BBVA issued €1 billion of mortgage covered bonds this morning at a very competitive price (midswap+23 basis points). This is the cheapest issue of covered bonds made by a Spanish bank in 2016.
Details of the issue
BBVA issued a total of €1 billion in 10 year mortgage covered bonds this morning. In addition to BBVA, Barclays, Commerzbank, Mediobanca, Natixis and Unicredit participated in the placement as bookrunners.
This operation is part of BBVA’s proactive strategy given the possibility of an excess in offerings in the coming months. The bonds financed part of the debt maturing next year. BBVA’s Capital and Funding Management Director, Erik Schotkamp, indicated that: “This issue once again demonstrates BBVA’s ability to access the market.” In fact, BBVA took advantage of the situation to issue the bonds at a very competitive price. The issues price, midswap plus 23 basis points, is the lowest of all 10 year covered bonds issued by Spanish banks in 2016. BBVA’s last issuing of mortgage covered bonds was in March 2016 with a 7 year maturity and price of midswap + 52 basis points.

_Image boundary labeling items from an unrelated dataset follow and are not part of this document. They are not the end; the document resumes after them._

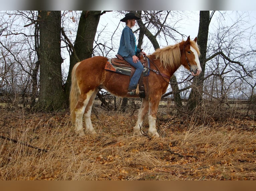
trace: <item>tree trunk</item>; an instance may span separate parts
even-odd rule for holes
[[[201,53],[199,60],[202,68],[202,72],[199,76],[194,78],[193,81],[191,92],[189,94],[187,104],[187,108],[190,110],[195,108],[203,100],[205,61],[206,59],[208,33],[210,21],[210,11],[200,11],[197,43],[200,47]]]
[[[138,11],[137,13],[141,17],[141,11]],[[140,27],[140,36],[139,36],[139,40],[142,38],[141,36],[143,36],[144,34],[148,38],[149,40],[152,43],[154,48],[156,50],[160,48],[159,44],[156,40],[156,37],[153,35],[153,34],[146,27],[145,25],[141,20],[139,20],[137,21],[138,24]],[[142,40],[141,40],[142,41]],[[141,46],[141,44],[142,42],[139,41],[139,45]],[[173,75],[171,78],[170,80],[170,85],[171,89],[172,90],[173,96],[174,98],[174,102],[175,105],[178,107],[178,108],[181,108],[182,106],[182,103],[181,101],[181,98],[180,97],[180,95],[179,93],[179,87],[177,83],[177,79],[174,75]]]
[[[93,43],[100,21],[100,11],[83,11],[78,24],[74,49],[70,58],[70,65],[65,85],[66,101],[68,104],[71,86],[71,72],[76,64],[91,58],[93,54]]]
[[[46,110],[63,108],[60,55],[60,11],[38,13],[40,74],[38,106]]]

Demand for the bonds had a strong international component. The distribution by country was highly diversified, led by Spain (25%), and followed by Germany and Austria (21%), Italy (13%), France (12%) and the Benelux Union (9%). Asian investors also participated (5%) and to a lesser extent, Nordic, British and Swiss investors.
In terms of the type of investor, central banks showed the greatest interest, representing 56% of the demand, followed by insurance companies/pension funds (20%), banks (18%) and investment funds (6%).
Mortgage covered bonds are fixed income securities that are backed by the issuer’s portfolio of mortgages. They have two guarantees – that of the issuer and the preferential right to the issuer’s mortgage portfolio over all other creditors. They tend to have medium-term maturities (unlike deposits which have short maturities). Issuing covered bonds allows banks to have a more balanced balance sheet structure, as they can finance part of their long-term portfolio (mortgages) with liabilities with longer maturities.